Today I headed for Camden because the name sounded familiar and it didn’t look too far away on the map. This haphazard method of sightseeing hasn’t led me astray so far, so why change a good thing?
Emerging from my hostel I was greeted with dark clouds and a brisk wind. Finally, some real British weather! All these sunny days had me thinking I was vacationing somewhere in Spain.
Hunkering down in my jacket and leaning into the wind, I set off for this magical place called Camden. I really didn’t know what to expect having done no research. One of the most amazing things about the city is that everywhere you look on a London map, you see something that is vaguely familiar to you even when it’s not. My walk to Camden turned out to be a bit of an unexpected trek. So much for looking close on the map.
I passed through a somewhat industrial-looking area deserted of people before finally getting to Camden Town. Luckily, I reached the High Street just as the sky opened up with rain. Ducking into one of the many second-hand/vintage shops, I picked through the racks of clothes as I waited for the rain to abate.
Unlike the second-hand shops in Hawaii, this place actually had interesting and fashionable pieces that leaned slightly toward the punk rock. Before I realized it, I had a handful of clothes that I didn’t really need and had to put them away before I was even more tempted to buy them.
As I continued along, I passed many trendy shops and restaurants and the overall vibe was similar to Haight-Ashbury in San Francisco, only edgier and darker. There seemed to be a gritty realism to the place where neo-punks mingled with neo-hippies and formed a new subculture.

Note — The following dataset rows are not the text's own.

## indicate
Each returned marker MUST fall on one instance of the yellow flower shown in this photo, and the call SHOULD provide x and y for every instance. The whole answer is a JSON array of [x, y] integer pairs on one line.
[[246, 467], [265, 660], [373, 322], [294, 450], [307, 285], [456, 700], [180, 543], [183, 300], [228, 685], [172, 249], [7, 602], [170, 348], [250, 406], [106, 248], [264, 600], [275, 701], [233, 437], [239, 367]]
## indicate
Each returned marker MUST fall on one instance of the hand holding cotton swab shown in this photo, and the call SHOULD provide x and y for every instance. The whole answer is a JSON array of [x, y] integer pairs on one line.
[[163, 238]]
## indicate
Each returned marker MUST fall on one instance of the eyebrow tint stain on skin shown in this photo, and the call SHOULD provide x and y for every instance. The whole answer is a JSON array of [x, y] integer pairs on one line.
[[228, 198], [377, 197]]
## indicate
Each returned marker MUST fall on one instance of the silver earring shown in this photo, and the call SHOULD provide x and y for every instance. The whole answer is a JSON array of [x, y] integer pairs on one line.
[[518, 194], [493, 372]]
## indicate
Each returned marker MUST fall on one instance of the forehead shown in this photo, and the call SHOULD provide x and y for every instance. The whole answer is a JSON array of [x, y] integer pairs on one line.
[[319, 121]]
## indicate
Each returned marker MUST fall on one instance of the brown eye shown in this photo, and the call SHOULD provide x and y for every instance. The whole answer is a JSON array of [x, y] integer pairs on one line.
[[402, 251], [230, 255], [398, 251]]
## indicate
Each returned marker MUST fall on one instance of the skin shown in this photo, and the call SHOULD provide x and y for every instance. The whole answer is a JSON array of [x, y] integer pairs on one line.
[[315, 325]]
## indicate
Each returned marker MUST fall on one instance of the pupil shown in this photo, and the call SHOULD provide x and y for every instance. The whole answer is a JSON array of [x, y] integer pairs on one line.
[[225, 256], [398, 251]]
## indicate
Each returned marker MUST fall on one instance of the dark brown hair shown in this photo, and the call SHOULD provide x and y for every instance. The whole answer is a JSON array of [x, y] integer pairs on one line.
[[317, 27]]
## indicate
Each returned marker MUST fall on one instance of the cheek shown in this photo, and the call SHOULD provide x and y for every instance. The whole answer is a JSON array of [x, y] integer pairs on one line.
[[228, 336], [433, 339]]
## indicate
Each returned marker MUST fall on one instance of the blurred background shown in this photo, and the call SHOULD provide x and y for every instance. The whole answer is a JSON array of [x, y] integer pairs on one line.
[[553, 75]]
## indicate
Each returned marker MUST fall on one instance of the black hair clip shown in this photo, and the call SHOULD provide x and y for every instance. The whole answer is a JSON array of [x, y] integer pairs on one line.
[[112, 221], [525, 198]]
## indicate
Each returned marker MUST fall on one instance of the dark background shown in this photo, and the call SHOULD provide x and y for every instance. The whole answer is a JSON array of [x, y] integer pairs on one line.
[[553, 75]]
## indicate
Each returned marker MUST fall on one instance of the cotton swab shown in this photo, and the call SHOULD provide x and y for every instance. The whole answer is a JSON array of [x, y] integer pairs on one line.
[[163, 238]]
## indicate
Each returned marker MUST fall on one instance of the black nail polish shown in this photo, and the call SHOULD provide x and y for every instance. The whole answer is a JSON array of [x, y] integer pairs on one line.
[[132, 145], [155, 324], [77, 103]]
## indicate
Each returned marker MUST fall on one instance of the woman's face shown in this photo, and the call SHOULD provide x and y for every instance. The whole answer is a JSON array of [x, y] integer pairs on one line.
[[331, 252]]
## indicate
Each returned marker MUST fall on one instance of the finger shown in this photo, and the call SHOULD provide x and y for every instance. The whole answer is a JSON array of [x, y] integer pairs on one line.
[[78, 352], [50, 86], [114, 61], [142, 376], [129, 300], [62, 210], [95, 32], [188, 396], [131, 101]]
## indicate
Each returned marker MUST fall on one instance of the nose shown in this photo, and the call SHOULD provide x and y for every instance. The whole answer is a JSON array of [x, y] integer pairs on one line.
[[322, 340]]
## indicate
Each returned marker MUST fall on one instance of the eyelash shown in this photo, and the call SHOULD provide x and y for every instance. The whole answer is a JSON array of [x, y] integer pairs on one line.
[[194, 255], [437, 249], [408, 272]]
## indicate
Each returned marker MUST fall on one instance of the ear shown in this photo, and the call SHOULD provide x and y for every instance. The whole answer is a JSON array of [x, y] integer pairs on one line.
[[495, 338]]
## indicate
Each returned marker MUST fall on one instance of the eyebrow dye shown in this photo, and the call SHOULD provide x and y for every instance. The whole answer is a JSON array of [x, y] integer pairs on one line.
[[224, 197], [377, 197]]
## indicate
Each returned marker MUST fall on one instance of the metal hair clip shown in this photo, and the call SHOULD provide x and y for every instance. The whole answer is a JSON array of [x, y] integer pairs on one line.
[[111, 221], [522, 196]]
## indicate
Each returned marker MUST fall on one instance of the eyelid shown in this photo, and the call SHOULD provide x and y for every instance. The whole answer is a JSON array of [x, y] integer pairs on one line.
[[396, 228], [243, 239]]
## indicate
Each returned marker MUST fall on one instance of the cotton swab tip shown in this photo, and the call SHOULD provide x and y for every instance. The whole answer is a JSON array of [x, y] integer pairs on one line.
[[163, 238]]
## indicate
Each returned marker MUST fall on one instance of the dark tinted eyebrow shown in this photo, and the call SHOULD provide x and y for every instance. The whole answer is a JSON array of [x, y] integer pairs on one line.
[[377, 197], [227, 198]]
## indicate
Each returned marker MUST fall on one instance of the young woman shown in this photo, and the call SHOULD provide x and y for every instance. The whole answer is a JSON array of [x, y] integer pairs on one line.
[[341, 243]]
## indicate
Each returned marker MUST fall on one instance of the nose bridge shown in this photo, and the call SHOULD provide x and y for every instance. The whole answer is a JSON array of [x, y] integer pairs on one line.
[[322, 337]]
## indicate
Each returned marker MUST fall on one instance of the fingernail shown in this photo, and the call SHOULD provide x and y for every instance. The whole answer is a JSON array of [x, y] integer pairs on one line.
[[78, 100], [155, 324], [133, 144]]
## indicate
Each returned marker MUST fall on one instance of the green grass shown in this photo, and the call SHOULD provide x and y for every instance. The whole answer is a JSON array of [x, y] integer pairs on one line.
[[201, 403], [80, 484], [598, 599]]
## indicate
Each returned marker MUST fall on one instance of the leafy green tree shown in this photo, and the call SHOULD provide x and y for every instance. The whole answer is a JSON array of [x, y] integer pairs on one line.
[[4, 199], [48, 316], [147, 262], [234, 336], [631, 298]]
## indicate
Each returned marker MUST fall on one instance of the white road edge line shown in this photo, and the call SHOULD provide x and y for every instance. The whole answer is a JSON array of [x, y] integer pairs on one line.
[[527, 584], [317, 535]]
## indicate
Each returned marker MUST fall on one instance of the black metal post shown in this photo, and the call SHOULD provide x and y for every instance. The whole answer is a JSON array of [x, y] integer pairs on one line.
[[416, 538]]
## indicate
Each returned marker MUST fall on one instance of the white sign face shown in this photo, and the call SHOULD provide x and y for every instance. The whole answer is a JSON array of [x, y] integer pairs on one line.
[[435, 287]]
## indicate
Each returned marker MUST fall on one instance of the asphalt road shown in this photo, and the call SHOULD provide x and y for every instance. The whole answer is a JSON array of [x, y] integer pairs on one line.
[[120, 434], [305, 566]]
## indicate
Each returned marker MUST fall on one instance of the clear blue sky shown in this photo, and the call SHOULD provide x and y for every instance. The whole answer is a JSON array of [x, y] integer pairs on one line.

When I finally reached the famous Camden Markets I was a bit disappointed. Despite being entrenched within this alternative sub-culture of punk rock and piercings, the stalls were all about capitalism and pandered to tourists. Every other stall sold the same hipster screen-printed shirts or outrageously short and/or thin dresses that did not suit this weather. There were mobile phone accessory shops, where you could get your phone pimped out, next to darkly ominous tattoo parlors. The alternative lifestylers were sending a mixed message that’s for sure.
Regent’s Canal passed through the town and Camden Locks reminded me of a Medieval version of the Ballard Locks (or more officially the Hiram M. Chittenden Locks) in Seattle, Washington. What I enjoyed most about the area were the buildings. Their color and texture made their age undeniable. I could just picture this as the setting of Charles Dickens’ Oliver Twist or some other turn-of-the-century, poverty-stricken tale.